The discovery of breast cancer and more sequels
In December 2019, I did some routine exams and received yet another challenge: breast cancer. It was a small lump on the right side, but I had to go through radio and chemotherapy sessions and continue on complementary treatment until 2024.
Months later, in May 2020, I was struck by herpes zoster, a bacterium that lodged in the sick breast. At 68, I started to feel pains that I had never felt before and still accompany me today, although the intensity today is much less. Although she is under control, I have some consequences and to remove the problem for good, I intend to have surgery at the end of the pandemic.
I tried not to fade again and remembered my parents’ advice, that is, to act with will, determination and confidence in my aspirations, and not to shirk my responsibilities in times of adversity.
My family has always supported me unconditionally and gives me a lot of strength. I am currently in the group, via the internet, and also at home. Being active makes me keep my chronic pain in check.

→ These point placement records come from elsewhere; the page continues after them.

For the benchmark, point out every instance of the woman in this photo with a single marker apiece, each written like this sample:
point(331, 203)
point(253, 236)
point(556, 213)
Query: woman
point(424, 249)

I say that I am a polio survivor and that being alive makes me thankful and able to fight for those who suffer from this disease and need some kind of help, be it in the treatment, which is expensive and long, financial and, mainly, emotional. We need to get over our pains and sequels “.
What is acute anterior polio and post-polio syndrome?

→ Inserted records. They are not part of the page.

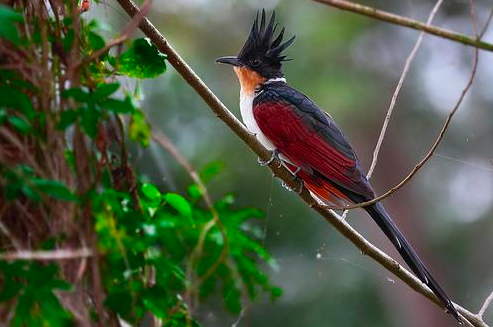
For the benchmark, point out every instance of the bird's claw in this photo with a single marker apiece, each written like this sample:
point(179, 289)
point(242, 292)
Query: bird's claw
point(275, 154)
point(295, 178)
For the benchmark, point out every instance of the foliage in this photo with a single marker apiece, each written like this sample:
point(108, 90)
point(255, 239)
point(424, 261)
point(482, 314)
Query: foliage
point(68, 181)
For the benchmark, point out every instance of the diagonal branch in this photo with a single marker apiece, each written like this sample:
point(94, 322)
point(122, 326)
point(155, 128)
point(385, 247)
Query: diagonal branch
point(485, 305)
point(62, 254)
point(229, 119)
point(407, 65)
point(440, 136)
point(407, 22)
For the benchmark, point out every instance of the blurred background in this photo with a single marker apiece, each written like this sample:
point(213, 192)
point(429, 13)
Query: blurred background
point(349, 65)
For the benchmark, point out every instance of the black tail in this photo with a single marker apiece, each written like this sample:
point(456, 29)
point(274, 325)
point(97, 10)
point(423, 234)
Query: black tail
point(383, 220)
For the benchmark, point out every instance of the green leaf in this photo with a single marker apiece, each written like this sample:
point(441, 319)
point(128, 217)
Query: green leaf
point(118, 106)
point(151, 191)
point(19, 123)
point(275, 292)
point(68, 40)
point(104, 90)
point(12, 97)
point(194, 191)
point(120, 301)
point(8, 30)
point(54, 188)
point(179, 203)
point(139, 129)
point(3, 115)
point(142, 60)
point(89, 121)
point(77, 94)
point(96, 41)
point(67, 118)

Acute anterior polio occurs when the wild polio virus invades the central nervous system and targets and kills lower motor neurons in the spinal cord, causing motor problems. Post-polio syndrome can be developed by up to 70% of those diagnosed with the first disease. This syndrome usually manifests itself with a minimum window of 15 years after the diagnosis of acute anterior polio, and can cause a series of ailments, such as joint pain, muscle fatigue, cold intolerance and depression.

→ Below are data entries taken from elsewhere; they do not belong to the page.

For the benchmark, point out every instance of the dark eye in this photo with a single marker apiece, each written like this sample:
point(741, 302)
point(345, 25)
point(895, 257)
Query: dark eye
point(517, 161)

Since 1960, acute anterior polio is a disease considered to be eradicated and the only prevention is vaccination against the virus. For those who were diagnosed before complete eradication and started to suffer from post-polio syndrome, treatment varies according to the symptoms presented by each patient, such as pain, fatigue and insomnia.
What is herpes zoster?
It is a disease caused by the same chicken pox virus. It lodges near the dorsal cord and does not cause symptoms initially. But when there is a drop in immunity, as in the case of cancer, it can be activated and cause nerve damage. This lesion can cause microinfarctions of the nerve, either temporarily (up to 120 days) or permanently. The main symptom of herpes zoster is a burning sensation, in addition to itching and a stinging or needling in the diseased region.
The most indicated treatments are the use of antidepressant remedies, as they work as analgesics for this specific type of pain, anticonvulsant remedies, lidocaine-based anesthetics and in more severe cases, morphine-based analgesics. If the patient does not respond to any of the traditional treatments, an intervention procedure is recommended to block the pain caused by herpes zoster.
Sources: Marco Orsini, PhD in neurology at UFRJ and deputy coordinator of the Department of Neurology of the Fluminense Medical Association and Paulo Renato da Fonseca, specialist in pain clinic and anesthesiologist at Unifesp (Federal University of São Paulo) and president of SBED (Brazilian Society for the Study of Pain).